On June 1, the White House announced that President Trump ordered Energy Secretary Rick Perry to take immediate steps to save several coal and nuclear power plants from closing. According to a leaked draft memo, one part of the administration’s plan would order grid operators to buy electricity from the power plants in question. This post focuses on the claim that this type of intervention would promote grid resiliency by examining the economic effects of such programs.

Before diving into the proposal, it is important to first discuss what is meant by grid resiliency, as opposed to grid reliability. The federal government’s definition of grid resiliency is outlined in Presidential Policy Directive 21 (PPD 21)—an Obama-era policy directive that addresses “all hazards that could have a debilitating impact on national security, economic stability, public health and safety, or any combination thereof.” PPD 21 defines grid resiliency as: “the ability to prepare for and adapt to changing conditions and withstand and recover rapidly from disruptions. Resilience includes the ability to withstand and recover from deliberate attacks, accidents, or naturally occurring threats or incidents.” PPD-21 identifies the energy sector as being of particular concern because of the “enabling functions [it] provide[s] across all critical infrastructure sectors.”

The draft memo outlines a list of potential resiliency problems including national security threats and vulnerability due to the loss of fuel-secure generation capacity. To be clear, I do not intend to question the analysis of potential national security threats to the energy grid, nor do I question the importance of maintaining a diverse mix of energy sources for maintaining grid resiliency. Instead, I want to bring attention to the ways this proposal would undermine grid resiliency by examining the economic effects of this type of federal program.

The foundation of a resilient energy grid can be found in two important features of a free market. The price system, in its ability to collect and disseminate information, plays a coordinating role, which allows the grid to adapt to changing conditions and potential disruptions. Additionally, the profit and loss system works as a feedback mechanism, guiding firms to pursue projects that provide reliable energy to consumers. Policies that are aimed at maintaining or improving grid resiliency should not undermine either of these features of the market.

Although it is the case that regulatory costs and market interventions in the form of state and federal mandates and targeted subsidies of other forms of energy have burdened many of the existing power plants in the United States, the additional proposed intervention by the Trump Administration is not justified because of the additional harm it would cause. The ability of a firm to turn a profit is an important signal that directs the future behavior of firms. The administration’s proposal would undermine the profit and loss system by socializing the losses of these power plants, which in turn would introduce four potential threats to grid resiliency.

First, this program would encourage riskier behavior on the part of the firms receiving subsidies as well as their competitors by creating the expectation that they will not have to bear the full costs of future losses. This behavior, which is known as “moral hazard,” can destabilize markets as more and more firms expose themselves to risk. For example, moral hazard was a contributing factor to the 2008 financial crisis and is, in fact, also a major problem with the current system of subsidies and mandates for competing power sources.

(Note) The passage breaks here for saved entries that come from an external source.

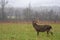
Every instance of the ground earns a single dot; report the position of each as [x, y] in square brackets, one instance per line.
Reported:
[25, 31]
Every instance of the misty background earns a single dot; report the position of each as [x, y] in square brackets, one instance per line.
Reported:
[27, 10]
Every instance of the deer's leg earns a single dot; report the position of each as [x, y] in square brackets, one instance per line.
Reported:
[37, 33]
[51, 33]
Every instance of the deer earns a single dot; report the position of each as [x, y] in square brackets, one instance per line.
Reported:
[42, 28]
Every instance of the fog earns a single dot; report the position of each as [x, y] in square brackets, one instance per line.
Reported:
[27, 10]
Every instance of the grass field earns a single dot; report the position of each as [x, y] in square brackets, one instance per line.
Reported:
[18, 31]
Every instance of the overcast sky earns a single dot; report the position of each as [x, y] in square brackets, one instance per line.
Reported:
[34, 3]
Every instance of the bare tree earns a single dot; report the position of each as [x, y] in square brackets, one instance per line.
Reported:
[3, 3]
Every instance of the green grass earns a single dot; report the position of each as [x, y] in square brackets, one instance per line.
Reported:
[13, 31]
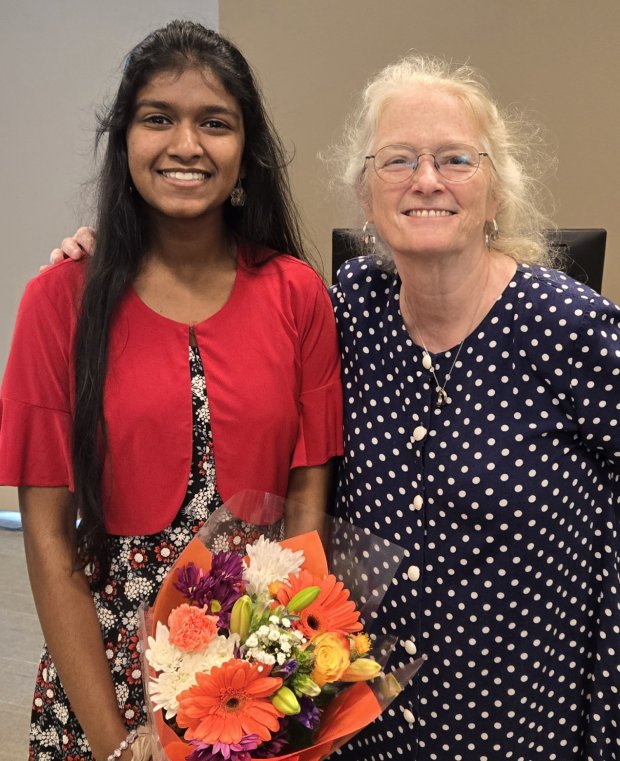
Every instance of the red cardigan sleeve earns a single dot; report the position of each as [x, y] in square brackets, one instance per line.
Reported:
[320, 399]
[36, 396]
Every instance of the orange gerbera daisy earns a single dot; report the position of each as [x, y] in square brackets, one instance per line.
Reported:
[228, 703]
[332, 611]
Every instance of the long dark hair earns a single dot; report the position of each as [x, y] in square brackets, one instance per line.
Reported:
[269, 218]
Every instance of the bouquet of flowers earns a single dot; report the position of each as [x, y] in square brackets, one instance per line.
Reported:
[265, 656]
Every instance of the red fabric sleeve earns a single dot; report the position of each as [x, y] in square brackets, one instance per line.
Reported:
[35, 401]
[320, 420]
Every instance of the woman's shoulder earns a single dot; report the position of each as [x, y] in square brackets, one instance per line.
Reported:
[564, 295]
[362, 278]
[57, 287]
[278, 270]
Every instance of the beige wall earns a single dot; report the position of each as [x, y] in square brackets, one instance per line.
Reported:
[558, 58]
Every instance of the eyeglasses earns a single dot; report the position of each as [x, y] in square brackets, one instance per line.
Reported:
[455, 163]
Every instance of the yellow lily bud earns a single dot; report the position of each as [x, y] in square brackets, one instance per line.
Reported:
[240, 617]
[305, 685]
[361, 670]
[286, 702]
[303, 598]
[275, 587]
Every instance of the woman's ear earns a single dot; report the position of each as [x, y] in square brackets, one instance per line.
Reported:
[364, 199]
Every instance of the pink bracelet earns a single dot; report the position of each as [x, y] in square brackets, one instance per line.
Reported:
[131, 738]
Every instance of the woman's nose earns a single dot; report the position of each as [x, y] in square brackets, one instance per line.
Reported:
[185, 142]
[426, 174]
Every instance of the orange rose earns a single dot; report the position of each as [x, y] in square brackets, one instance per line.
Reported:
[331, 657]
[191, 628]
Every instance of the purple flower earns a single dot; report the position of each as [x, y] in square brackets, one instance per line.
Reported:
[223, 751]
[188, 577]
[276, 745]
[223, 585]
[309, 716]
[286, 669]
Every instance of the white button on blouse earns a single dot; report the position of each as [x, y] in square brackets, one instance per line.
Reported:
[413, 572]
[419, 432]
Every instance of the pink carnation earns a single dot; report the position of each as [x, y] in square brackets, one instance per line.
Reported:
[191, 628]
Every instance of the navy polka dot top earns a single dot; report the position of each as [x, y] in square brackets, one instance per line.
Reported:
[507, 503]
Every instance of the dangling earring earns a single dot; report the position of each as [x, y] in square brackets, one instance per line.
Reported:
[238, 196]
[491, 233]
[369, 242]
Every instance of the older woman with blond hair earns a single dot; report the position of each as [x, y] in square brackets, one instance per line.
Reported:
[481, 433]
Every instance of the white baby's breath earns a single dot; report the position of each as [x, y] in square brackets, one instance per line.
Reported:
[269, 562]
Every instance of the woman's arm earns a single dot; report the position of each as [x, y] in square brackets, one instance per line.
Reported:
[306, 498]
[67, 614]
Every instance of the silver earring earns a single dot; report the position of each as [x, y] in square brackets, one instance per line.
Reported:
[369, 241]
[238, 195]
[491, 233]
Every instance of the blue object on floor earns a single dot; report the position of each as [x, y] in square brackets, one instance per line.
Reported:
[10, 520]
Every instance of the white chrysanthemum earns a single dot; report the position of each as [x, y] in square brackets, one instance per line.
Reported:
[269, 562]
[165, 688]
[178, 669]
[161, 654]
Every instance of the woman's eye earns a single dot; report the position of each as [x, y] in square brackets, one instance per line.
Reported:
[215, 124]
[158, 119]
[397, 160]
[457, 158]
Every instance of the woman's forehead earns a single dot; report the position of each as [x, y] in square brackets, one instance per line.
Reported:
[423, 115]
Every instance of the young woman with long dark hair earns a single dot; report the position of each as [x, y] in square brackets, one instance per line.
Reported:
[104, 414]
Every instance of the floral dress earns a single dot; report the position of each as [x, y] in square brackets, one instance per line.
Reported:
[139, 564]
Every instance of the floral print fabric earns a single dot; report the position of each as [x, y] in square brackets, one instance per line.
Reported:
[139, 564]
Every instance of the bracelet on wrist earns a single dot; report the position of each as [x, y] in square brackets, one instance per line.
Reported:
[118, 752]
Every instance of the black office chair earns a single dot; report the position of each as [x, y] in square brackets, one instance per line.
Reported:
[581, 251]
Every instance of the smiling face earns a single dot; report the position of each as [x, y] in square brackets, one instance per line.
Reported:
[185, 145]
[427, 214]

Second, this program could harm grid resiliency by undercutting the discovery process in the market for power generation. Undermining price signals prevents market participants from learning from their mistakes because they do not suffer the full burden of their mistakes. Over time, this also causes risks to accumulate, creating an unstable environment where firms are unable to adapt to changing circumstances. Additionally, the suppression of price discovery complicates and retards the entry of new firms into the market, thereby suppressing new technology and innovation that could improve the resiliency of the grid.

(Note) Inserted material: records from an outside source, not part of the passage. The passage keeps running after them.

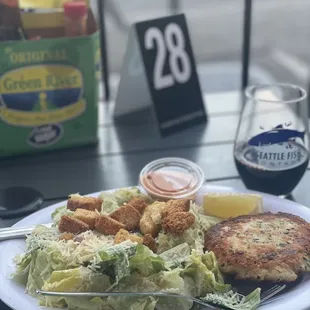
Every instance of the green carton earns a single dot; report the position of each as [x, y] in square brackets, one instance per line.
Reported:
[48, 94]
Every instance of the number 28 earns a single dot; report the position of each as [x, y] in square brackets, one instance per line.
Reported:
[172, 40]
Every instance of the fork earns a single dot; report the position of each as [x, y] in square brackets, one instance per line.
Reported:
[274, 290]
[264, 296]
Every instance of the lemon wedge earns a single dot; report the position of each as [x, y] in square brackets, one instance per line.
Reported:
[225, 206]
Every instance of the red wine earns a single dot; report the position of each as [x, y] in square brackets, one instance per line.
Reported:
[273, 169]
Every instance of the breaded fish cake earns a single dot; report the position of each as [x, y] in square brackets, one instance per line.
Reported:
[272, 247]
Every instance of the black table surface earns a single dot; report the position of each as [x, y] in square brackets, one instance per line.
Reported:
[125, 147]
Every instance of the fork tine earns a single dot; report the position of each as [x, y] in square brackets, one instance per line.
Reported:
[272, 292]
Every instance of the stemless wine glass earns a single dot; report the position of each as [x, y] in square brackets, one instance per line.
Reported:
[272, 142]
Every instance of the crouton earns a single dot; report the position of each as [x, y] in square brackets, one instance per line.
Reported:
[107, 225]
[138, 203]
[88, 217]
[127, 215]
[66, 236]
[124, 235]
[177, 223]
[150, 242]
[176, 205]
[87, 203]
[150, 222]
[72, 225]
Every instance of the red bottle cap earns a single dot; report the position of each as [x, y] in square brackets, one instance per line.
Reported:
[76, 9]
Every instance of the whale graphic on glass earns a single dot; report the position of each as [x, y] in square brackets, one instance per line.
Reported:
[277, 135]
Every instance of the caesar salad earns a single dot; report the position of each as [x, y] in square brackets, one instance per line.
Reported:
[125, 241]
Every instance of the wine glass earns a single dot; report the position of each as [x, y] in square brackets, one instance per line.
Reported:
[271, 149]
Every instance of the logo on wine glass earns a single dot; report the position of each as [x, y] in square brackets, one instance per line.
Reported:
[277, 135]
[277, 148]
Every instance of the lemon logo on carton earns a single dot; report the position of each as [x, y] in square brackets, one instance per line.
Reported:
[42, 94]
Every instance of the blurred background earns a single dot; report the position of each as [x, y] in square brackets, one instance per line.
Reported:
[279, 41]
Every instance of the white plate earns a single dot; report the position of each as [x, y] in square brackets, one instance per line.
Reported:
[14, 296]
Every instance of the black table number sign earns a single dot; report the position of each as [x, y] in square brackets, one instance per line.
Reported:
[159, 70]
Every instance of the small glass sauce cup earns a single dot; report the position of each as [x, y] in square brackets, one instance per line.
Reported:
[171, 178]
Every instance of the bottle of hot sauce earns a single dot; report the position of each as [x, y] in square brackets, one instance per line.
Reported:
[75, 18]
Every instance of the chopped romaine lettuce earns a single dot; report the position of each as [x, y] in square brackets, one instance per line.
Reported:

Third, the proposed program could also negatively affect grid resiliency by contributing to the current culture of corruption within the energy industry. It would send a strong signal to market participants that they should devote more resources to influencing government policy because doing so will protect them from the demands of a competitive market. This culture of corruption has a significant effect on the way citizens perceive both business and government, as these sorts of interventions are correctly seen as an unfair advantage handed out on the basis of political privilege. In the long run, this practice undermines trust in government, and makes it more difficult for regulators to act in any direction, including achieving their stated goal of improving grid resiliency.

In addition to undermining grid resiliency, this program will also have negative effects on economic growth. Firms that receive special privileges from government are less innovative because they are not required to respond to the demands of a competitive market. The most common indicator of a vibrant economy is the rate at which new competitors replace the largest firms, as new firms tend to be more efficient in part because they have smaller internal bureaucracies and they are more likely to make use of new technology. Government policy that picks winners and losers actively undermines this renewal process in the economy.

If the goal of the Trump Administration is to maintain or improve grid resiliency, they should abandon attempts to save any particular power plant. Instead, the administration should continue to pursue deregulation, allowing energy markets to support a competitive mix of energy sources for the grid. Moreover, Congress and the administration should abandon the existing system of subsidies and mandates of politically preferred sources of energy that have disrupted markets and forced market participants to invest ratepayer’s money in ventures they would not make absent political intervention.